I honestly find the Vancian system so endemic to D&D that changing it would be more unsettling to me than losing classes. However, I do think a good XPH-like system makes a lot of sense, at least as an option.

Like others, I'd like to see higher-level options be easier to incorporate and NPCs easier to generate than they are. Some skills could be refined or made more sensible, and there are always small changes to be made, like making grappling, turning, and the like work within the same universal mechanic as other combat options.

So I said more or less just high-level changes only would make me run out and buy 4e. I'm happy enough with 3.5+ to be too moved by something minor-ly new (although I'd probably go for a "3.75" PHB and MM that incorporated errata and the various refinements over the last few years).
 

4e changes

Personally, I feel that the magic system should be re-worked and re-balanced. Doing so even moderately well will ensure that I'll buy some or all of the core 4E books. Not doing so will reduce the chance that I'll do so.

This does not mean that the system can't be Vanacian in nature; I really don't care if it's Vanacian or not; I merely want the following:
1) Spells changed so that they don't make skills irrelevant (or, vice versa, skills changed so that they don't overlap much with spells).
2) Major spellcasters re-balanced against non-major spellcasters. I'm not expecting perfection here, but keeping them between, say 1/2 - 2x as powerful as a fighter-type in most ordinary situations would be nice.

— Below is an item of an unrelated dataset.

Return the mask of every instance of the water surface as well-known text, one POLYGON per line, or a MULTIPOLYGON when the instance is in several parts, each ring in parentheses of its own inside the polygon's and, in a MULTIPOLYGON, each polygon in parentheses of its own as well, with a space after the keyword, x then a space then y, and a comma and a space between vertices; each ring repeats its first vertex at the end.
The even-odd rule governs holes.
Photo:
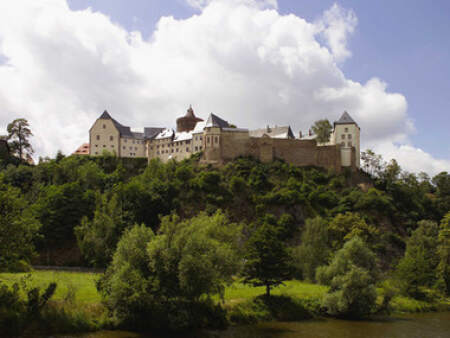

As a side note, if you re-do this poll, I'd give fewer options with more distiction between the options. As is, I voted for multiple categories, because I'm not certain which category the above would fall under.
 

Li Shenron said:
If 4E only does lesser changes than these, then it means it's another revision, and not a new edition, and as such it would be largely unnecessary (not that a new edition is necessary...).

Completely agree, if the changes are not very significant, there's no point to a new edition. I was willing to go with 3.5 because I felt the changes for the most part were positive, but its still very much 3rd edition. Unless 4e made some very significant changes, I would feel ripped off in buying new books.